The two dishonest officers will be standing beneath what was when beautiful spiritual statuary. Post-war Vienna is nothing like what was and is now a depressing, falling apart, and tainted city. Prior to the war, these types of officers may have been standing in beautiful religious architecture. Their very own emergence in the murky shadows represents the post-war destroy and corruption of the when beautiful associated with Vienna. This kind of then reduces back to the approaching huge shadow, mainly because it closes in on the area, signifying the end of anticipation. The next taken is of a policeman leaning in to catch a view of to whom this kind of shadow is supposed to be.

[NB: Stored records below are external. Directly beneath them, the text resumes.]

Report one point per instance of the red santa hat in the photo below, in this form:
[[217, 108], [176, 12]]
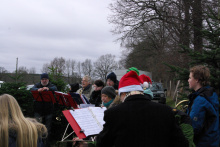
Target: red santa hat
[[145, 78], [130, 82]]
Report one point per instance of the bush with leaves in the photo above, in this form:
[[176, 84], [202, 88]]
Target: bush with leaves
[[21, 94]]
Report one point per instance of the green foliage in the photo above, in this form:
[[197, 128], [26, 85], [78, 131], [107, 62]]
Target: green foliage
[[210, 56], [23, 96]]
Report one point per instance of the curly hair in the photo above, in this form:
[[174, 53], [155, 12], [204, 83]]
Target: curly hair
[[201, 73], [12, 120]]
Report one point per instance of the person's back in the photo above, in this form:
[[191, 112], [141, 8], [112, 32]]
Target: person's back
[[138, 121], [203, 108]]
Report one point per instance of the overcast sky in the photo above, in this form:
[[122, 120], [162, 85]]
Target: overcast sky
[[37, 31]]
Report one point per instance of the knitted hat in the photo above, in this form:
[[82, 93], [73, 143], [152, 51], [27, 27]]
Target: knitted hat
[[74, 87], [112, 76], [145, 78], [99, 83], [133, 69], [44, 75], [130, 82], [109, 91]]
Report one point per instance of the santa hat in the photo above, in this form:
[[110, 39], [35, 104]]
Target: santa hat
[[130, 82], [145, 78]]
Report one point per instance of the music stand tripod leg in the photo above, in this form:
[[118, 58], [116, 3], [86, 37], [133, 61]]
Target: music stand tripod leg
[[63, 138]]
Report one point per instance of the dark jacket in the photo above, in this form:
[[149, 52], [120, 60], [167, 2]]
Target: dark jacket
[[203, 110], [43, 108], [95, 98], [51, 87], [138, 122]]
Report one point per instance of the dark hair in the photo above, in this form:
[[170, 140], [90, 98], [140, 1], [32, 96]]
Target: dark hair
[[99, 83], [201, 73]]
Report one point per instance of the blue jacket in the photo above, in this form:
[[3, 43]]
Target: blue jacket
[[203, 110]]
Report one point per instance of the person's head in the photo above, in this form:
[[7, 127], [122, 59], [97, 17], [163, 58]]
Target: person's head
[[133, 69], [198, 77], [86, 81], [74, 87], [98, 85], [44, 79], [145, 80], [111, 79], [12, 118], [129, 83], [108, 94]]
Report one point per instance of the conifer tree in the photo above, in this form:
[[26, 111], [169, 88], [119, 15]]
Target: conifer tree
[[210, 55]]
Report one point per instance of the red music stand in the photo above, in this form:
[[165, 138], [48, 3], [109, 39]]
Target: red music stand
[[74, 125], [44, 96]]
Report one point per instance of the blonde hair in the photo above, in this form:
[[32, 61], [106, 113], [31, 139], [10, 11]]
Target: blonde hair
[[12, 119]]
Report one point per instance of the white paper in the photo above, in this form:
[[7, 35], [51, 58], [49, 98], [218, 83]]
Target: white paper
[[89, 119]]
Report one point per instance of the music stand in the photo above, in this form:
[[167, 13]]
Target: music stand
[[73, 124], [44, 96]]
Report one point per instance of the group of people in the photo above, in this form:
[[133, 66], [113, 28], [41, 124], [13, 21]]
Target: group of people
[[131, 118]]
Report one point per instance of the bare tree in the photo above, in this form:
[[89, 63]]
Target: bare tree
[[32, 70], [70, 67], [22, 70], [78, 69], [87, 67], [45, 68], [103, 65], [3, 70]]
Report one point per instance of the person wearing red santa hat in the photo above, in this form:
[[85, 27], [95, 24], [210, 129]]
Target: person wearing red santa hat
[[145, 83], [138, 121]]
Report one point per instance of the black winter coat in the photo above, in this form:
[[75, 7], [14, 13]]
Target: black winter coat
[[138, 122]]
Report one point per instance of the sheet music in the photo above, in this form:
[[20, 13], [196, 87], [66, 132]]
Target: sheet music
[[89, 119]]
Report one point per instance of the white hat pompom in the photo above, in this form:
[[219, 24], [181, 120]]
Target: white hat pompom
[[145, 85]]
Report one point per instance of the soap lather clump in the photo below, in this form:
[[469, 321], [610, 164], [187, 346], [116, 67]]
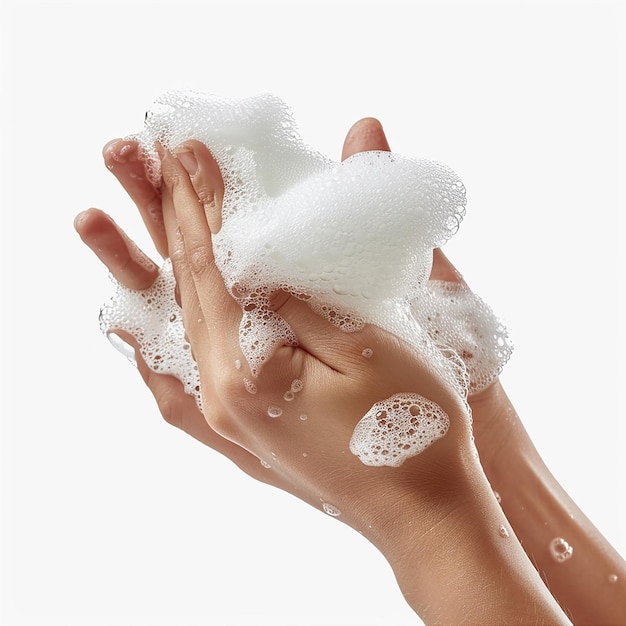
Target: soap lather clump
[[354, 238]]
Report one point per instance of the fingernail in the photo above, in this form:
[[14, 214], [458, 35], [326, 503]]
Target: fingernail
[[188, 161], [123, 347]]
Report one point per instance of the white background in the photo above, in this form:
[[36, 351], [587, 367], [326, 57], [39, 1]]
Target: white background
[[112, 517]]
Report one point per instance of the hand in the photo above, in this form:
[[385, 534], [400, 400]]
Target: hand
[[409, 512]]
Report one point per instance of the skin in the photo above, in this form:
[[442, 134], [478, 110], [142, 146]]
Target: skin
[[445, 492]]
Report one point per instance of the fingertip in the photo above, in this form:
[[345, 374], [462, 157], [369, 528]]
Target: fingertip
[[365, 135]]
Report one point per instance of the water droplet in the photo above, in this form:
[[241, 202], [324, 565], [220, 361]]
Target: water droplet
[[560, 549], [249, 385], [274, 411], [333, 511]]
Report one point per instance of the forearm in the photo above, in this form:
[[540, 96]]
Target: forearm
[[581, 569], [465, 565]]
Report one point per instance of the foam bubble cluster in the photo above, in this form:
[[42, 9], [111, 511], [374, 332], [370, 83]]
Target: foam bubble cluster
[[154, 318], [354, 239], [398, 428]]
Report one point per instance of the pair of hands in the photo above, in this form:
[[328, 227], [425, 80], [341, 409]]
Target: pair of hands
[[308, 457]]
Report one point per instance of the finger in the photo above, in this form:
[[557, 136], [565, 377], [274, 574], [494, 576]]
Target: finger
[[443, 269], [124, 159], [191, 249], [180, 410], [206, 178], [366, 134], [126, 262]]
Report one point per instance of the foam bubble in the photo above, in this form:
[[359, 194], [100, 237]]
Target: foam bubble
[[154, 318], [331, 509], [398, 428], [560, 550]]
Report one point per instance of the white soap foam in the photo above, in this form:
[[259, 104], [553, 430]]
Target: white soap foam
[[154, 318], [353, 238]]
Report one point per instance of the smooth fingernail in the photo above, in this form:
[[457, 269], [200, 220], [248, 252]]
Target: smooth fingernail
[[188, 161]]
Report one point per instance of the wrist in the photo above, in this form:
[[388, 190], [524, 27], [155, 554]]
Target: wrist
[[457, 560]]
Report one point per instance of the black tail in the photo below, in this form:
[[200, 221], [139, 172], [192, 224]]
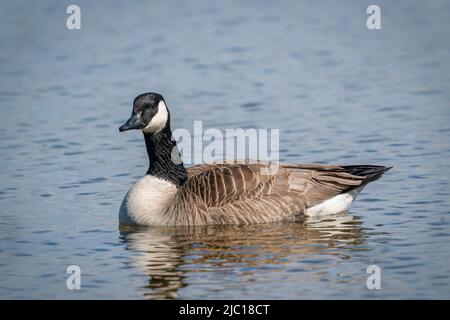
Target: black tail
[[371, 173]]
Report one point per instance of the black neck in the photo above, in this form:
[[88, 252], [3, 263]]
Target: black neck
[[164, 157]]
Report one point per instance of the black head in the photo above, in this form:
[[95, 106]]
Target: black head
[[150, 114]]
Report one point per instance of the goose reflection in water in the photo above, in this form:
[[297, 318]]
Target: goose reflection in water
[[170, 256]]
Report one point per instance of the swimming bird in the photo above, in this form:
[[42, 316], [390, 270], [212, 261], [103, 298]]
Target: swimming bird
[[233, 192]]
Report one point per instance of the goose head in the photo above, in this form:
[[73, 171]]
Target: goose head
[[149, 114]]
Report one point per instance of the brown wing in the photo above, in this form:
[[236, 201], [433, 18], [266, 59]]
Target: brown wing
[[256, 192]]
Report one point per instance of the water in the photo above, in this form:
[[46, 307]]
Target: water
[[338, 92]]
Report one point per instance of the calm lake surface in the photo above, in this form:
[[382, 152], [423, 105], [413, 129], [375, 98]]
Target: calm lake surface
[[338, 92]]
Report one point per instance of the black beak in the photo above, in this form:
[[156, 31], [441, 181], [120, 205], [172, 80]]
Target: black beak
[[133, 123]]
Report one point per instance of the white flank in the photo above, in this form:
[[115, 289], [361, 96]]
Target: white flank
[[335, 205], [158, 122], [146, 202]]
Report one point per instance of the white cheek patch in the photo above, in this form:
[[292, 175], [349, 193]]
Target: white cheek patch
[[159, 121]]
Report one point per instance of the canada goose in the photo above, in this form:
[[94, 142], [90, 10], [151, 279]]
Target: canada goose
[[229, 193]]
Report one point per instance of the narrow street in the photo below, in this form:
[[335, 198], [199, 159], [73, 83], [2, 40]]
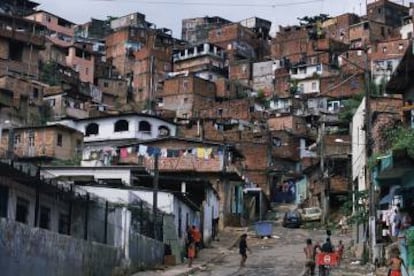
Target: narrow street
[[280, 255]]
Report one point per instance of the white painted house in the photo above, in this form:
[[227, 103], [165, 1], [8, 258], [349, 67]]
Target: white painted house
[[124, 126], [358, 148], [102, 135]]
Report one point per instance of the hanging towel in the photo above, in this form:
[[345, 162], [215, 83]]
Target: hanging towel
[[142, 150], [123, 152], [208, 153], [157, 151], [150, 151], [201, 152]]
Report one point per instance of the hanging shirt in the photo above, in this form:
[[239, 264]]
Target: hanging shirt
[[142, 150], [123, 152]]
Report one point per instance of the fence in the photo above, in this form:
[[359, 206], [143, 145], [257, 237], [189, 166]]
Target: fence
[[33, 251]]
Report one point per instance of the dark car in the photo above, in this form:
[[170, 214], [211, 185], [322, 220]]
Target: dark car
[[292, 219]]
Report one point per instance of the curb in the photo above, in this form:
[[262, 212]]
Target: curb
[[213, 259]]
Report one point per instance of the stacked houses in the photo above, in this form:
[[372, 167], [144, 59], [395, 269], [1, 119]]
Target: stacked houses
[[116, 132]]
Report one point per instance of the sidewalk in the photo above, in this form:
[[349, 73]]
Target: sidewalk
[[216, 250]]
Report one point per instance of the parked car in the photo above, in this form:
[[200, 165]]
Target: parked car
[[311, 214], [292, 219]]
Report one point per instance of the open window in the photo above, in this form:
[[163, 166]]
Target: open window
[[92, 129], [121, 125], [22, 210], [163, 131], [144, 126]]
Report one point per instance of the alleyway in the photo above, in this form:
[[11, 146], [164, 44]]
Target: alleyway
[[280, 255]]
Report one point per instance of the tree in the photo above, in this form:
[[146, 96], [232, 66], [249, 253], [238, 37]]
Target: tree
[[49, 74], [349, 107]]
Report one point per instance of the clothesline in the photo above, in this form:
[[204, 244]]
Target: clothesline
[[144, 150]]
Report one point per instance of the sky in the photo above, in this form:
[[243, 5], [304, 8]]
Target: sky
[[169, 13]]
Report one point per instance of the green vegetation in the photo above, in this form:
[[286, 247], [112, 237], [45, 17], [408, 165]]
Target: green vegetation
[[401, 138], [361, 208], [350, 106], [48, 74]]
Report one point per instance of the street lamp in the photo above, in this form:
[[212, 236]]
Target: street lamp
[[9, 149]]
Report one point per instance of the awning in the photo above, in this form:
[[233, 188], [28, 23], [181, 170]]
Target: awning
[[386, 199]]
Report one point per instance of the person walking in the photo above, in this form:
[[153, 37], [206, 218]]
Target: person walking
[[196, 234], [243, 249], [310, 258], [395, 263], [191, 253]]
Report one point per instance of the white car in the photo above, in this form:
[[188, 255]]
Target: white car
[[311, 214]]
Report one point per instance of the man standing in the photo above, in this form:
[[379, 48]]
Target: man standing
[[395, 264], [243, 249], [197, 238], [310, 257]]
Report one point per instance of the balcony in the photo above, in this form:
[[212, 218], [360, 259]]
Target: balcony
[[76, 113], [6, 98], [23, 30], [185, 163]]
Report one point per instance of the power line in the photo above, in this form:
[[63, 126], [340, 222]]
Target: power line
[[221, 4]]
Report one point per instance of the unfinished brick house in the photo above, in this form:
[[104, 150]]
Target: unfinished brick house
[[59, 30], [185, 95], [21, 98], [66, 103], [141, 54], [41, 143], [20, 43], [195, 30]]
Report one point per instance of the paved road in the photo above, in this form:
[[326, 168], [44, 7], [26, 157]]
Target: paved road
[[275, 256]]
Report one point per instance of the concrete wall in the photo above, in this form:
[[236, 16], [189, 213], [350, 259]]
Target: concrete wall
[[145, 252], [32, 251]]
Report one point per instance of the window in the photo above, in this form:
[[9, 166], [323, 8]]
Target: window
[[276, 141], [78, 146], [31, 139], [22, 210], [35, 92], [59, 141], [144, 126], [163, 131], [92, 129], [63, 225], [334, 105], [16, 51], [179, 222], [301, 88], [17, 139], [4, 201], [121, 125], [44, 217]]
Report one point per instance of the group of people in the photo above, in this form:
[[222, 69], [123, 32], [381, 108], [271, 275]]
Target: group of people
[[193, 243], [394, 221], [311, 250]]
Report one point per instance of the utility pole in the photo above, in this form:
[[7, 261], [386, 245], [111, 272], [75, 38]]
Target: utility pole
[[155, 196], [371, 190], [324, 190]]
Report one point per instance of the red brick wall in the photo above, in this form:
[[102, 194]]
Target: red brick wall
[[295, 124]]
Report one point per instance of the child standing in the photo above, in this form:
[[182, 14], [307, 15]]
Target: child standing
[[243, 249], [191, 253]]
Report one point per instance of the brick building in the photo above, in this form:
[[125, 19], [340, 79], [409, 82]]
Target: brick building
[[44, 143]]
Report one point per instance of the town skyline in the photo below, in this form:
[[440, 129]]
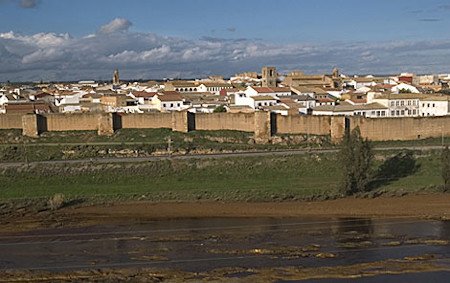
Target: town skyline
[[53, 41]]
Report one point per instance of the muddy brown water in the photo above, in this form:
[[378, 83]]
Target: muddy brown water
[[202, 245]]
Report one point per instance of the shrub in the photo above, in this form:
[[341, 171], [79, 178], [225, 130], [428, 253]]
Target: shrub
[[56, 202]]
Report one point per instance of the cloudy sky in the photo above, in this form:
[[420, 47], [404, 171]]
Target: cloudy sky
[[152, 39]]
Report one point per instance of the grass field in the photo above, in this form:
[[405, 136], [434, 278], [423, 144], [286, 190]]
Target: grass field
[[137, 142], [238, 178]]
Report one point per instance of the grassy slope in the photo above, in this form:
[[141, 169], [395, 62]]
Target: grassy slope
[[54, 145], [254, 178]]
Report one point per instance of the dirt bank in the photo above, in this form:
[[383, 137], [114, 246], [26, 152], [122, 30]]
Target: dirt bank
[[431, 205], [421, 206]]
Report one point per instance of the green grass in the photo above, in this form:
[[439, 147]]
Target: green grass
[[238, 178], [143, 142]]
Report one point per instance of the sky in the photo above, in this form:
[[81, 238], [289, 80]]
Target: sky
[[153, 39]]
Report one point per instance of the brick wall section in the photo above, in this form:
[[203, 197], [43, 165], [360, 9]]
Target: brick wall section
[[10, 121], [105, 124], [30, 126], [262, 127], [146, 121], [180, 121], [402, 129], [259, 122], [314, 125], [225, 121], [72, 122]]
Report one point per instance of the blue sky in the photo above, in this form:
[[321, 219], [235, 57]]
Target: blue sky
[[50, 39]]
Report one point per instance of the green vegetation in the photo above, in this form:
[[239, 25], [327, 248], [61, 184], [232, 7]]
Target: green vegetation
[[356, 160], [446, 167], [138, 142], [266, 178]]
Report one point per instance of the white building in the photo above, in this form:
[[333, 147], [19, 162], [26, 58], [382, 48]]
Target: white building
[[213, 87], [434, 106], [400, 105], [255, 102], [272, 91], [372, 110], [404, 87]]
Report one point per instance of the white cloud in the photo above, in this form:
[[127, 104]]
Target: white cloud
[[51, 56], [116, 25]]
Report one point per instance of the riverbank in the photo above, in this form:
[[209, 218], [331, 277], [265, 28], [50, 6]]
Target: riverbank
[[427, 206]]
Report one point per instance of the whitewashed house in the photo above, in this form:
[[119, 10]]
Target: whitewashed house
[[434, 106]]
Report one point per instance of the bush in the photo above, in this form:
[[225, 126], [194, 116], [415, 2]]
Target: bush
[[356, 162], [56, 202]]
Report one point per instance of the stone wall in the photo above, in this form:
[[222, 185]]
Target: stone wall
[[297, 124], [225, 121], [10, 121], [263, 124], [401, 128], [72, 122], [146, 121]]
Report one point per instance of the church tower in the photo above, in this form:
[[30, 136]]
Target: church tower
[[269, 76], [116, 80]]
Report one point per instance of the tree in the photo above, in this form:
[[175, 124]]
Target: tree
[[220, 109], [446, 168], [356, 161]]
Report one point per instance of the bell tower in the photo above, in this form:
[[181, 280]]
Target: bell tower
[[269, 76], [116, 79]]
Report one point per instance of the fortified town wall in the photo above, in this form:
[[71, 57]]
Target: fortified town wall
[[262, 124]]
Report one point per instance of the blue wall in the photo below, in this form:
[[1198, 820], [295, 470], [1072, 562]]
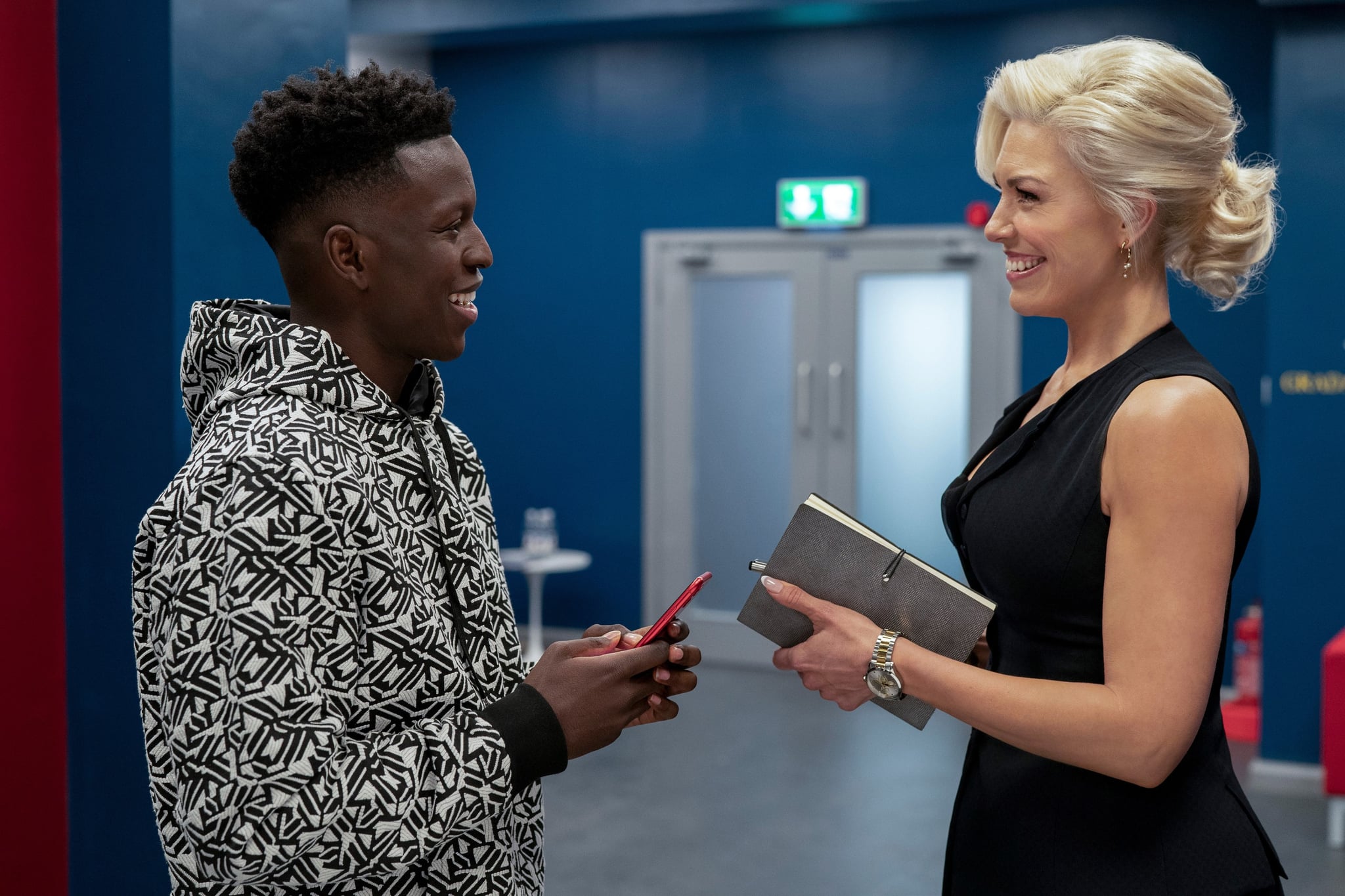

This quickly cuts to a short taken of Holly also bending in to try to get a view. The shot reinforces the suspense and anxiety, and moral issue Holly can be experiencing whilst waiting to create his friend. As the shadow the actual final actions before getting revealed, the zither strengthen changes in the usual haunting strumming into a comical, hopeful, high-pitched advancement. It is then simply revealed that this kind of shadow is a simple balloon jeweler. The immediate change in music completely rids all earlier tension since the balloon vender makes his approach around the corner.
This kind of shot symbolizes Reed’s great visual vocabulary. All of the photos leading up to this kind of leave the viewer with nothing but conviction that this approaching shadow will probably be Lime. We have chased him down ahead of through his shadows and so there is no purpose to believe the camera is playing a scam on all of us. The audience undoubtedly trusts the visual storytelling, due to Reed’s fantastic imagery and shots. Jean Reed’s fast crosscuts can be a unique technique that gaps the storyline of the film, solely to shift almost all focus to the increase in pressure.
The quick, oddly curved shots take the viewer in to the elaborate installation, following each police officer and Holly, along with their respective vantage points of the streets of Vienna as if we too are searching for Lime scale. This series proves being powerful and suspenseful, and a direct representation of Jean Reed’s elegance. He is able to heighten the suspense of the film significantly through his elaborate camera job, montage, lamps, mise en scene and sound. This kind of short collection proves to become a noteworthy part in the cinematic world, and embodies the genre of film noir-gris in just two minutes.